# Employment Ban and NOC



## menschkismet (Jul 10, 2012)

Hello Everyone!

Need some help. I am currently employed for 6 months now and is planning to leave my company. My new employer is willing to pay the ban. My question is, do I need to give 1month notice and what will be the risk if they are not willing to give me NOC?

Someone told me that if you are in 3months probation period, u can leave your company and will not be subject to ban. I signed a 3month probation contract but I am working more than 6mos now without signing a new contract.

Thanks


----------



## menschkismet (Jul 10, 2012)

Please I need some expert opinion or someone who had experienced the same thing.. Thanks


----------



## AlexDhabi (Aug 23, 2012)

You don't say which Middle Eastern country you are working in (originally from Philippines and expat in Poland)! 
If this is a question about the UAE, be very careful and be prepared for the worst that can happen.

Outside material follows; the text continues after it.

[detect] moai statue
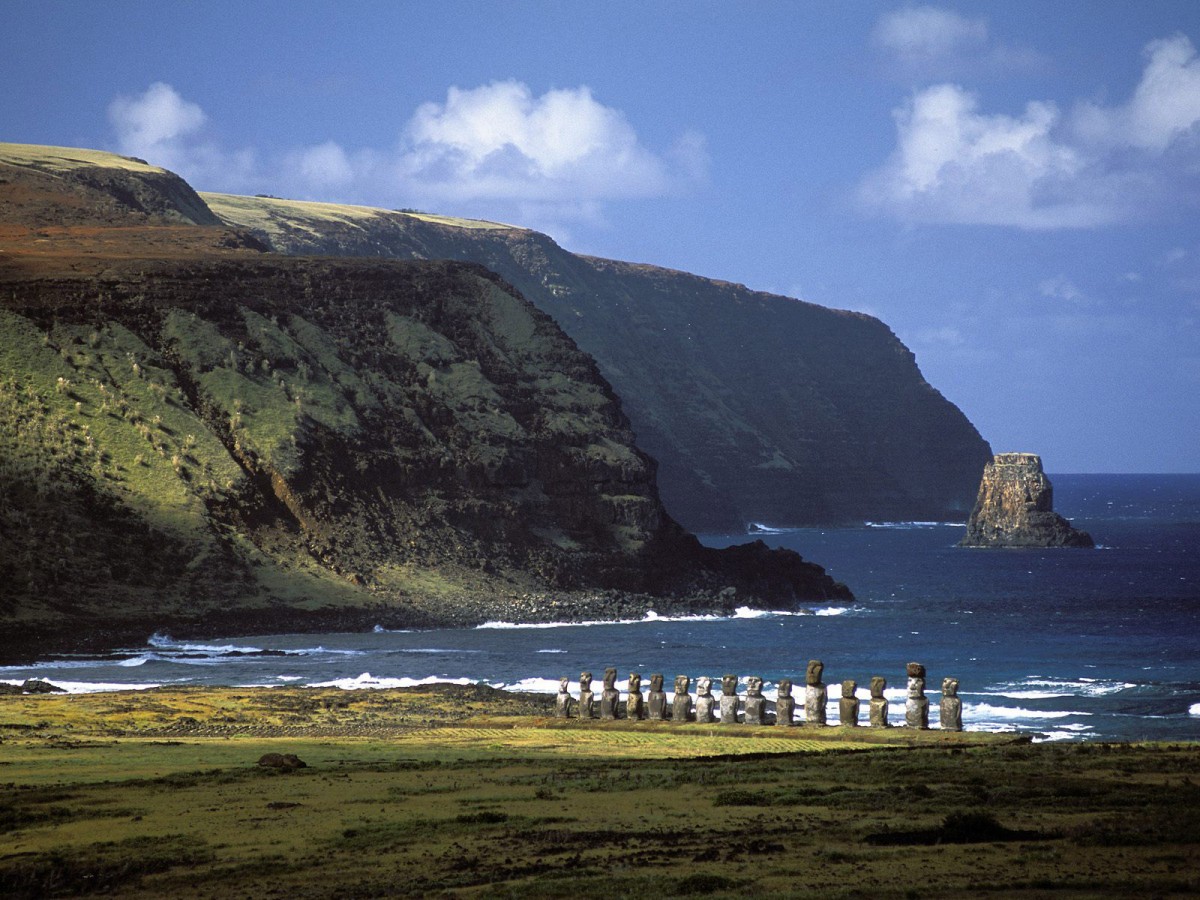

This happened to a friend of mine and even though her new company gave the old one money they still insisted on the ban. These were large well-known companies. If you get the ban then you have to leave UAE and return later like my friend did. When she did return the job was no longer open and she had to find another job.


----------



## ChrisJAnderson (Dec 17, 2012)

As far as I know from my own experience. You get a ban nonetheless. There is nothing like a payment for the ban anymore. Since it is an automatic ban of 6 months from the U.A.E Ministry of Labour. You can join a free zone company though. And ministry of labour has some minimum salary restrictions if you want to join a non-free zone company whilst under ban.

For Graduates and over 12000 aed per month
For undergrads (high school, O/A levels) 5000 aed per month.

The laws do change constantly. The best thing to do is call the MOL helpline. They'll guide you properly.


----------